The first input will always be occupied by the [SOS] token and each sequence is followed by an [EOS] token. Now the input looks like this:

\begin{bmatrix}1\\274\\12\\125\\2\\0\\0\\0\end{bmatrix}

And you also supply an attention mask (using integers representing booleans) which looks like this:

\begin{bmatrix}1\\1\\1\\1\\1\\0\\0\\0\end{bmatrix}

This means, each position can only attend to positions $i$ where $m_i = 1$. Therefore, positions where the mask is 0, do not affect the output of the model.

The vector representation of the mask above is the simplified version of the actual attention mask, describing that position at row $i$ can attend to positions at column $j$:

\begin{bmatrix}1&1&1&1&1&0&0&0\\1&1&1&1&1&0&0&0\\1&1&1&1&1&0&0&0\\1&1&1&1&1&0&0&0\\1&1&1&1&1&0&0&0\\0&0&0&0&0&0&0&0\\0&0&0&0&0&0&0&0\\0&0&0&0&0&0&0&0\end{bmatrix}

The decoder works a bit differently during training and inference.

Training: The decoder attention mask is built, so that each position can not attend to future positions. You can describe this by using a matrix:

\begin{bmatrix}1&0&0&0&0&0&0&0\\1&1&0&0&0&0&0&0\\1&1&1&0&0&0&0&0\\1&1&1&1&0&0&0&0\\1&1&1&1&1&0&0&0\\1&1&1&1&1&1&0&0\\1&1&1&1&1&1&1&0\\1&1&1&1&1&1&1&1\end{bmatrix}

When using this mask for the decoder, position $i$ can only attend to positions $j, j \leq i$. For the task of translation from English to German (e.g. "Today is Tuesday" -> "Heute ist Dienstag"), you can provide the model with the entire input sentence and the entire output sentence. The model will make a prediction for each decoder input position, what the next word will be. And by using the mask, no information leaks into earlier positions (when predicting the next token for the word "ist", the model can only see "[SOS] Heute ist").

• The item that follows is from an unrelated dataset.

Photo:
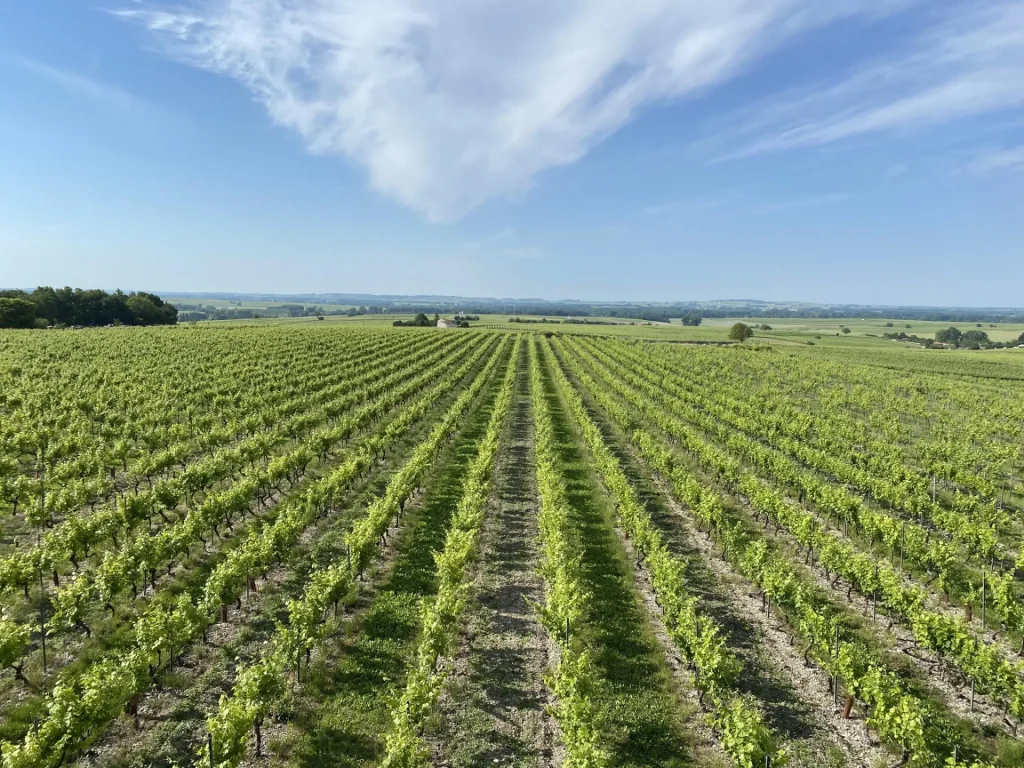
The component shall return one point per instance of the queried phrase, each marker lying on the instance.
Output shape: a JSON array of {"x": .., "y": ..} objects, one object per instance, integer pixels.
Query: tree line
[{"x": 64, "y": 307}]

Inference: For the inference stage, you would first provide the input sentence for the encoder and for the decoder only the [SOS] token. Now you sample a word from the transformer output (e.g. picking the most likely or sample from the output distribution) at the position of your last decoder input (in this case the position of the [SOS] token, e.g. position 0). Then you do the next inference step, by again providing the input sentence for the encoder, and for the decoder you provide the [SOS] token + the predicted word from the last step. If the previous prediction was "Heute", your decoder input now is "[SOS] Heute". You just repeat this process, each time providing the so far predicted sentence to the decoder, until the transformer predicts [EOS].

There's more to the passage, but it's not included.